Securities and Exchange Commission Rule Change Would Devastate Small Business
February 18, 2014
The U.S. Securities and Exchange Commission (SEC) is considering a rule that would reduce the number of small business and start-up investors by 60 to 70 percent by increasing the income and net worth thresholds for "accredited investors" found in what is known as Regulation D. Regulation D was a rule adopted by the SEC in 1982, allowing companies to raise unlimited money and sell securities to accredited investors (persons with an income or net worth above a respective $200,000 or $1 million, or financial institutions), says David R. Burton, a senior fellow in economic policy at the Heritage Foundation.
- Companies that comply with Regulation D are not subject to Securities Act registration requirements.
- Regulation D is responsible for $900 billion in new investment every year. This rule change would have a massive negative impact on the economy. In 2012, companies under Regulation D raised more than three times as much capital as through public sales of equity.
- This regulation is the primary way that new start-ups raise capital.
But the Dodd-Frank bill required the Government Accountability Office (GAO) to study Regulation D's accredited investor thresholds. When the SEC issued proposals to change some Regulation D rules in July of last year, the agency also requested comments on changing the definition of accredited investor.
Organizations in favor of more regulations jumped at the opportunity to support increasing the accredited investor thresholds. However, the current thresholds have not posed any problems, and those who want to increase them have provided no evidence as to why the current thresholds are insufficient.

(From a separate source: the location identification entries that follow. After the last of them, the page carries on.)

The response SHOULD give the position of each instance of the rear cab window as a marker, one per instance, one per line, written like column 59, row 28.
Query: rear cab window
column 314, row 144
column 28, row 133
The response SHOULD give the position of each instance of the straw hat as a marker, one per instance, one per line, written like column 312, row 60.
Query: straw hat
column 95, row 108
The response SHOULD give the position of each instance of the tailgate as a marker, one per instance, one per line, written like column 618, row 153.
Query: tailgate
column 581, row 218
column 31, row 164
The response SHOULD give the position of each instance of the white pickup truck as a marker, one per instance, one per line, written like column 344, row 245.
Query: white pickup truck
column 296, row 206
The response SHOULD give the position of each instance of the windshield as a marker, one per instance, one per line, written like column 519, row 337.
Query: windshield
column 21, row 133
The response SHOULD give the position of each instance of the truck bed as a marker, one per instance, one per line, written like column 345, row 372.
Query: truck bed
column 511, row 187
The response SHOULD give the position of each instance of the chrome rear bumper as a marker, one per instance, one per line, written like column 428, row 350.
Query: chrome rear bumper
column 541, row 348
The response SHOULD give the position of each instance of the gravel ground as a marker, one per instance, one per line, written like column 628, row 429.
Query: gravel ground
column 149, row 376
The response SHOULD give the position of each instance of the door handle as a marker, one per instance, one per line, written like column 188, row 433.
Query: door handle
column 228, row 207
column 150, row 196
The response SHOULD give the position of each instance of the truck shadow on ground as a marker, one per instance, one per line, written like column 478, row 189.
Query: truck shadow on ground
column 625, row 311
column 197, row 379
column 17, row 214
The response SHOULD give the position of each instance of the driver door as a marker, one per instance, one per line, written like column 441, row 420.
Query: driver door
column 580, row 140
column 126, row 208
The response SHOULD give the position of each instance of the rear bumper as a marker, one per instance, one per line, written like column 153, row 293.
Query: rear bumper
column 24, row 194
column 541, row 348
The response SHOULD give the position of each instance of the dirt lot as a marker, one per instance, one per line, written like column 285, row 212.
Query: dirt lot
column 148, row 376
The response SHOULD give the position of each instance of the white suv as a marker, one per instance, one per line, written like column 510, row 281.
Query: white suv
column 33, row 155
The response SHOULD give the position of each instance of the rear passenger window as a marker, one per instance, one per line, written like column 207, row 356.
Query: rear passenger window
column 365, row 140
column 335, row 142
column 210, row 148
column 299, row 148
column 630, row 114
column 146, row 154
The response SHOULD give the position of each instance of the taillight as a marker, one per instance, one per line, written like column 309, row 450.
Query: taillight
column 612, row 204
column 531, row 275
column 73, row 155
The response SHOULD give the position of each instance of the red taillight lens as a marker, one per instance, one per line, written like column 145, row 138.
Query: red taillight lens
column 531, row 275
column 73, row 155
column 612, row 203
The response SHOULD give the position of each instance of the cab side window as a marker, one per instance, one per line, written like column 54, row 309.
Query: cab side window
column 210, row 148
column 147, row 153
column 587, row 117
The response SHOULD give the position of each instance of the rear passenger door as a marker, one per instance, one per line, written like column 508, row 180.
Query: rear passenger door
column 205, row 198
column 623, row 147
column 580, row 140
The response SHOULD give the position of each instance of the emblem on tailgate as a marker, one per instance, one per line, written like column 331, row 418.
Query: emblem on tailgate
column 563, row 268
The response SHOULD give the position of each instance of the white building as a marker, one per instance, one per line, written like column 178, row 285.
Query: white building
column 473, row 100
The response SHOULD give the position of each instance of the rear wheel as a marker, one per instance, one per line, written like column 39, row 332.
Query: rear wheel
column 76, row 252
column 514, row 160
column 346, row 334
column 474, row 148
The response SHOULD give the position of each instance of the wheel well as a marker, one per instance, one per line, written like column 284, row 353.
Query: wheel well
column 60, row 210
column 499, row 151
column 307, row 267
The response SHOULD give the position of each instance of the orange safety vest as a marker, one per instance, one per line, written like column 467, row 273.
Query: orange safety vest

- Some have claimed that the thresholds should be changed to combat fraud, but there is no evidence that fraud is any more common in Regulation D than elsewhere.
- Moreover, there is no evidence that changing the investor thresholds would be able to do anything to affect the level of fraud.
Entrepreneurs would struggle to launch new businesses if the thresholds are changed, and small firms would have difficulty growing and creating jobs.
- The GAO estimated that increasing the net worth thresholds would reduce the number of potential investors down from 8.5 million to 3.4 million.
- Reducing the income thresholds would reduce the investor pool from 6.1 million to 1.7 million.
Without equity investment, young, dynamic companies will not have the funds to start their businesses or to grow. In fact, it is these companies that create all or nearly all new jobs.